The city has an interesting history; it's at the gateway to the North Sea and the Atlantic, and when Gustav II Adolf established it in the early 1600s, it was only a thin strip of Swedish land, sandwiched between hostile Danish and Norwegian territory. Because the area was so marshy, he hired Dutch planners and engineers to lay out and build. Small wonder then that a close map look shows that in the original area, the streets and canals are a near twin for early Jakarta, built at around the same time, along with New Amsterdam. The Dutch hung around long enough that it didn't become a really Swedish city until 30 years later. Later influences included Scots who settled in the 1700s, and Germans.
A few years later, the city could breathe a little easier; the Danish and Norwegian territory almost surrounding it became Swedish, and the city became Sweden’s main foreign trade port. Starting in the 1730s, the Swedish East India Company built up a big trade with China. Fishing was also big. GÖteborg is still the largest port in Scandinavia. Its trading success helped it later become a center of heavy industry including Volvo and Ericsson.
Some of that historic connection to the sea may be why the city has 20,000 sailboats for its half-million residents. Above, some of them, with the so-called "Lipstick Building," a controversial recent addition in the background.

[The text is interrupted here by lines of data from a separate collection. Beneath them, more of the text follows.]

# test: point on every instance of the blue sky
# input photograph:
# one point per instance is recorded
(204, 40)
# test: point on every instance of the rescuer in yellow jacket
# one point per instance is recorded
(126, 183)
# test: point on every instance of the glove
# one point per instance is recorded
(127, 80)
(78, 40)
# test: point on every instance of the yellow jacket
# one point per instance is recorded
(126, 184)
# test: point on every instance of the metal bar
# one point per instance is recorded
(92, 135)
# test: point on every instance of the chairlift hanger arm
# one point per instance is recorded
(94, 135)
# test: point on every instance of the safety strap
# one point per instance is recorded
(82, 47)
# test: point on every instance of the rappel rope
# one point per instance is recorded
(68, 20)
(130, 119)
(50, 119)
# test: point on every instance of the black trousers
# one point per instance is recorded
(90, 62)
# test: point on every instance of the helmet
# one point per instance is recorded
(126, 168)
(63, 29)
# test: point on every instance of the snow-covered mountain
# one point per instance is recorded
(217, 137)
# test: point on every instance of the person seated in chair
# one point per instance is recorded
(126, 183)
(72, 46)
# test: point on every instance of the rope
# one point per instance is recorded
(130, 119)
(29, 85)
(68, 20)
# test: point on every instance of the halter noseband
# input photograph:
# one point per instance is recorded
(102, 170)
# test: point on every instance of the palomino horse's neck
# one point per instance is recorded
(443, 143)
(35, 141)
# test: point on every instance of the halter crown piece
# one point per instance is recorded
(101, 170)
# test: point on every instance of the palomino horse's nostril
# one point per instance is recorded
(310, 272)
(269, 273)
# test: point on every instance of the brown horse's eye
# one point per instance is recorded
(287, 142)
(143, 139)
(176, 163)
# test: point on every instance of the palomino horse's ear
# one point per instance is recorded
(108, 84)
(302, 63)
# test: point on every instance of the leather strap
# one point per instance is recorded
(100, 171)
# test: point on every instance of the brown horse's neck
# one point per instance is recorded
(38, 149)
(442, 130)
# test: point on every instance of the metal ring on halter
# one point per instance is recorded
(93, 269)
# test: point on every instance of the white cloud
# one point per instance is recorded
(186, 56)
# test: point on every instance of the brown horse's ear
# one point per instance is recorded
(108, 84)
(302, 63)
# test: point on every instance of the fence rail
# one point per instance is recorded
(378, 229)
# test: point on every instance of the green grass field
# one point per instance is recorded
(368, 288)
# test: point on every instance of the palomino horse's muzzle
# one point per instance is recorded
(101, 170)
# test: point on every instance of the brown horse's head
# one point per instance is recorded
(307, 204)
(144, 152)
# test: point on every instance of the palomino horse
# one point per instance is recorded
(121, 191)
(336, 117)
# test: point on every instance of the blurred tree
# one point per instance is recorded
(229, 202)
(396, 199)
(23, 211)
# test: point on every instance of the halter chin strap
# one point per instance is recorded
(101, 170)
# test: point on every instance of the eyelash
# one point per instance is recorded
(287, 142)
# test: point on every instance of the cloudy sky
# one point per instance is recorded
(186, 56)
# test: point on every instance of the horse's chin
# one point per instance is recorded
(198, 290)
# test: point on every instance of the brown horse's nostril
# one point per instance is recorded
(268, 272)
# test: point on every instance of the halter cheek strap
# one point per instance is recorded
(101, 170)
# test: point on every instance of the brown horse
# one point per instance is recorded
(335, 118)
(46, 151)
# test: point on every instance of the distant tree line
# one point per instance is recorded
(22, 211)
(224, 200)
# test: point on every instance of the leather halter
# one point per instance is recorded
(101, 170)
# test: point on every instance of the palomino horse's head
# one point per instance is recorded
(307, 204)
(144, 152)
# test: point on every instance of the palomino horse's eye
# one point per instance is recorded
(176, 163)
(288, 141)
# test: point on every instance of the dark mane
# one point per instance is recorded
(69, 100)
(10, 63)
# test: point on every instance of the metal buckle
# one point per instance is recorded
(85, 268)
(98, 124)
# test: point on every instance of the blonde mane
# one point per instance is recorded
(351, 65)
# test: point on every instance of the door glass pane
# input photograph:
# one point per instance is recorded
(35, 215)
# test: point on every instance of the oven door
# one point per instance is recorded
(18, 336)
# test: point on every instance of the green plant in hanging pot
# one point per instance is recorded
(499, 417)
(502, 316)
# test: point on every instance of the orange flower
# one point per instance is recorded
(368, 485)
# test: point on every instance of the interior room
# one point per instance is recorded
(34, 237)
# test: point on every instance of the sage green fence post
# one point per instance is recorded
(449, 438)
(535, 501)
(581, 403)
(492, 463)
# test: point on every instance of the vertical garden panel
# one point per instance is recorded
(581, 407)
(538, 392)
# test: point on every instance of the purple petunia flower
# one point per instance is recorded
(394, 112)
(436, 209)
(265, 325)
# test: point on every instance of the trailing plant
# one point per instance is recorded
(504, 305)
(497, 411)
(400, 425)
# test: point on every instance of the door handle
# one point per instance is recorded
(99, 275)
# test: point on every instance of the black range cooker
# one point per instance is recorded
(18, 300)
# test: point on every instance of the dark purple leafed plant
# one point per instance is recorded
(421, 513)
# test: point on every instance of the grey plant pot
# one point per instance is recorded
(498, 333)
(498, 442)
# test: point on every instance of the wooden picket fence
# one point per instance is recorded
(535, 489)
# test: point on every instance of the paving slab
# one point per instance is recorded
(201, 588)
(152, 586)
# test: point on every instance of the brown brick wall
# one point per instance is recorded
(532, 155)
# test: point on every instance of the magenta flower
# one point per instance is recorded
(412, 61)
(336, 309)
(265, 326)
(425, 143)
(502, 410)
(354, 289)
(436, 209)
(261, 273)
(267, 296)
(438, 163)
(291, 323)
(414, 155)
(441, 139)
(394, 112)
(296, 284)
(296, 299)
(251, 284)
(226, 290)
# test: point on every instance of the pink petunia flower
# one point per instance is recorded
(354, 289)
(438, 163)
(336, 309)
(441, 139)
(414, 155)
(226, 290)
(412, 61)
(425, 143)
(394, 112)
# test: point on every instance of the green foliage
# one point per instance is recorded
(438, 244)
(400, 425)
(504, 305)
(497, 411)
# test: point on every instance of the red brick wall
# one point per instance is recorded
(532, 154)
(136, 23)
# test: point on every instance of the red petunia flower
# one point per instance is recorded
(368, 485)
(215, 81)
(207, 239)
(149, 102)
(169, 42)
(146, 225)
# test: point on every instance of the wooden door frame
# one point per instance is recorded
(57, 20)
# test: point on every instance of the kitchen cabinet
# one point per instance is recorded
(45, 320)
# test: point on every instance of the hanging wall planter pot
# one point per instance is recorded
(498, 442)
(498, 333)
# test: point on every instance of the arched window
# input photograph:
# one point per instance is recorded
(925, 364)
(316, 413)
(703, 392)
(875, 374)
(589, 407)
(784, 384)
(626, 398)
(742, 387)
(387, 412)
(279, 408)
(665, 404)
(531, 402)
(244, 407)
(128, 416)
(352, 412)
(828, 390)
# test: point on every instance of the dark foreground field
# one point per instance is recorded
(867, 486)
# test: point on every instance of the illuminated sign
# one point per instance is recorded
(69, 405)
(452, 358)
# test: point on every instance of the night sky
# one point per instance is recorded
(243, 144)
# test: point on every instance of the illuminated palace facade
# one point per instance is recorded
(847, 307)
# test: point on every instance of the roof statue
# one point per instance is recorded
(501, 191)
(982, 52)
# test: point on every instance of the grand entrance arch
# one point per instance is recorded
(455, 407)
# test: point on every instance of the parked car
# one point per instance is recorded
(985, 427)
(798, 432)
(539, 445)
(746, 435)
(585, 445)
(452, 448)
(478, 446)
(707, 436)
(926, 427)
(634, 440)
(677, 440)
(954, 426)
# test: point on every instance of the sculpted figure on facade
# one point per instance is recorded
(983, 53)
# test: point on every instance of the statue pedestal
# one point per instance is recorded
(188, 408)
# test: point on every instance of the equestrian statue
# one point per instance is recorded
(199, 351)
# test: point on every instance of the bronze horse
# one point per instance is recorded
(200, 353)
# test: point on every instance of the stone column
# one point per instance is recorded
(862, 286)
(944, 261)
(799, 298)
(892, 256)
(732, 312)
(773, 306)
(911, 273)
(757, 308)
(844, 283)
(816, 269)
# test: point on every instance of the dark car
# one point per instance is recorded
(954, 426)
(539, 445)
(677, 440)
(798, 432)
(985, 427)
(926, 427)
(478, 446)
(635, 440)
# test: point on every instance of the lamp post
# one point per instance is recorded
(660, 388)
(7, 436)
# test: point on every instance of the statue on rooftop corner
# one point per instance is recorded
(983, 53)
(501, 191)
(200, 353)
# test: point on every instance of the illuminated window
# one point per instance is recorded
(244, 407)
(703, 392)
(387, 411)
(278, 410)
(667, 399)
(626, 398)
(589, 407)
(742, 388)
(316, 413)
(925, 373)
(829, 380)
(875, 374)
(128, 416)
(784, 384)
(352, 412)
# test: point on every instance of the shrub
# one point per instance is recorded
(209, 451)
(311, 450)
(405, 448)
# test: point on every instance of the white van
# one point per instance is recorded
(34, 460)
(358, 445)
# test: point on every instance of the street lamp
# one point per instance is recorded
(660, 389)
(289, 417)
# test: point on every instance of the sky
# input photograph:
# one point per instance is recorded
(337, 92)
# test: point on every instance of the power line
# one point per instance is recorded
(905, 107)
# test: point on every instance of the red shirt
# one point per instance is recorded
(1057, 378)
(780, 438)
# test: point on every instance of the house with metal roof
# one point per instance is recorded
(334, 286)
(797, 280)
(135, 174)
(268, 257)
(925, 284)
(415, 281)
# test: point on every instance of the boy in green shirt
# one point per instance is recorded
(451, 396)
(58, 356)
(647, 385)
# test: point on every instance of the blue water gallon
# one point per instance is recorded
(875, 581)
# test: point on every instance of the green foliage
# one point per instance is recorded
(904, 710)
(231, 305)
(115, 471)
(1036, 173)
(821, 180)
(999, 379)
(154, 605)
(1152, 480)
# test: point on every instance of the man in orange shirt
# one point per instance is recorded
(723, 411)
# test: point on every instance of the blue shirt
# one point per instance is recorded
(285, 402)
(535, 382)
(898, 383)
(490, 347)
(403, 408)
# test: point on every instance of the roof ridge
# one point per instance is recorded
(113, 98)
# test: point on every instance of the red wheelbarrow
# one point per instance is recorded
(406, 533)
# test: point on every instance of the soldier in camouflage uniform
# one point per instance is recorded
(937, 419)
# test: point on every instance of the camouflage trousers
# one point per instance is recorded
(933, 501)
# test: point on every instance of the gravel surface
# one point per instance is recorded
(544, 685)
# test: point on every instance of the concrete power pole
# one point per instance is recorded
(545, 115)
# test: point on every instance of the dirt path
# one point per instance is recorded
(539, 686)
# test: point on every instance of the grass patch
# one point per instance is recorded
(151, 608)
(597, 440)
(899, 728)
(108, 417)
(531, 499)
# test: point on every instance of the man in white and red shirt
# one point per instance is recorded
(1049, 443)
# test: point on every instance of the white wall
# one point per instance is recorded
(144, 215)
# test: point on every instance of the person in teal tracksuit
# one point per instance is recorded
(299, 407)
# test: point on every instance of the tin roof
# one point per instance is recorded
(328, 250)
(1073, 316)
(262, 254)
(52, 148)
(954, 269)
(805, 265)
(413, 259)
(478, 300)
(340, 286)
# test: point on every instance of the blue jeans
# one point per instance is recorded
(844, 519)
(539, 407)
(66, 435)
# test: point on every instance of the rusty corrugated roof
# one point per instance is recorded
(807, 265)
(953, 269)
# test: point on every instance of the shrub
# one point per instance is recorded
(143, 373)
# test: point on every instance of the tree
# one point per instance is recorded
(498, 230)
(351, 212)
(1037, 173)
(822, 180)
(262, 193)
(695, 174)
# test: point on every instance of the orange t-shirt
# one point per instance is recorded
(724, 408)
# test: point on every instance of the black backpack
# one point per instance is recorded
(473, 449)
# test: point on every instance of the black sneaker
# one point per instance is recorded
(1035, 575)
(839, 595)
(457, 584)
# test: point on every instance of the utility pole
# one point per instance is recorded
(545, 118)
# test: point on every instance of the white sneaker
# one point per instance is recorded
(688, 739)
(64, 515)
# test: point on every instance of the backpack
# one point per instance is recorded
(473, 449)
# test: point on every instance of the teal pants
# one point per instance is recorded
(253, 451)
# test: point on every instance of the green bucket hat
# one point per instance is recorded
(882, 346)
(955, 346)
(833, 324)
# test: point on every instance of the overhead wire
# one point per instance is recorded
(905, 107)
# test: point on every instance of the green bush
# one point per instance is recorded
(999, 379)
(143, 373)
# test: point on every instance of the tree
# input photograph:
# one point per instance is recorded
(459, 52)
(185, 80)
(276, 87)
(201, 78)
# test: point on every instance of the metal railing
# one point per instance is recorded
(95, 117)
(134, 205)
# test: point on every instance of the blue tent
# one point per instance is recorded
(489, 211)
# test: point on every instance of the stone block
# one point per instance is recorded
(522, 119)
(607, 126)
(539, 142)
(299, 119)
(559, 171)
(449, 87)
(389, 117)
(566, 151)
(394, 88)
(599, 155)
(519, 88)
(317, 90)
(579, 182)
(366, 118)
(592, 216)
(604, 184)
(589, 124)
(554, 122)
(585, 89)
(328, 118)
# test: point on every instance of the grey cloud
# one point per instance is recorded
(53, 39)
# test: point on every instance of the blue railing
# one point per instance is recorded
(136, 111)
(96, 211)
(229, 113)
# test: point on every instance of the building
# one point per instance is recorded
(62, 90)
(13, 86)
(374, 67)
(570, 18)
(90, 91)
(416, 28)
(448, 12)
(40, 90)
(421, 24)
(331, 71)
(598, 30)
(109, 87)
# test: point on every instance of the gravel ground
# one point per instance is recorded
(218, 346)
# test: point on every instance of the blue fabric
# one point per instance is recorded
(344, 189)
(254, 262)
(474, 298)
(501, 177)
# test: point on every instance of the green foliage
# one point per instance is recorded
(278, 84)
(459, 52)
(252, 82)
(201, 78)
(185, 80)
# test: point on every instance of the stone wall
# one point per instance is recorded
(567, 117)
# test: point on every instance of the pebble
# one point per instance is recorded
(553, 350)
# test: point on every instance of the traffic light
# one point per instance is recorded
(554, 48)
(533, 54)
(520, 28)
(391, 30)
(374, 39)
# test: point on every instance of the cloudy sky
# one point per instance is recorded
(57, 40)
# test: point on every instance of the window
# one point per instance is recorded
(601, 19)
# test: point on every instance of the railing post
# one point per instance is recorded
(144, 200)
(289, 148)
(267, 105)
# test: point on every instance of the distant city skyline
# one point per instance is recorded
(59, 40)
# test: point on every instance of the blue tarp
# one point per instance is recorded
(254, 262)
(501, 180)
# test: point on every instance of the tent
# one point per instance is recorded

Irene Huss, my detective, and her family, including two teen daughters, are all deeply involved in sports and music; one daughter is in a rock band. Not surprising in a city that’s an important scene for sports and music, and is home to a number of annual music and film festivals, as well as the second-largest outdoor stadium in Scandinavia. The city has three pro football (soccer) teams, including the first ever in Sweden (1892). Above, the annual Way Out West music festival, and the modernistic Opera House.
This puzzling clue is the Feskekorka, or in old words, Fish Church. It was never actually a church; built in 1874 as a riverside market for the fishing industry, it got its name from its appearance. Here's the inside:
The city's architectural styles reflect not only its founders and builders, and the trade it played host to, but also to a few local quirks. Haga Nygatan is the main street of an older neighborhood, where workers lived in buildings constructed entirely of wood. For obvious reasons, it's the only one like that that's been preserved.
By the mid 19th century, local legislators had banned wooden construction higher than two floors; the increasing growth of the city was already leading to taller buildings. Builders, always anxious to avoid increasing their costs, came up with this solution: a type of building called a LandshÖvdingehus. Its main characteristic is that the permitted two stories are stacked on top of a one-to-two story brick or stone base. It was immediately ruled illegal, but the builders won in court. It's a unique local style.
And since, it appears, I can never finish a blog without a church of some sort in it, and the Feskekorka doesn't count, we'll finish with the Oskar-Fredriks-kyrka, a splendid red-brick confection from the 1890s.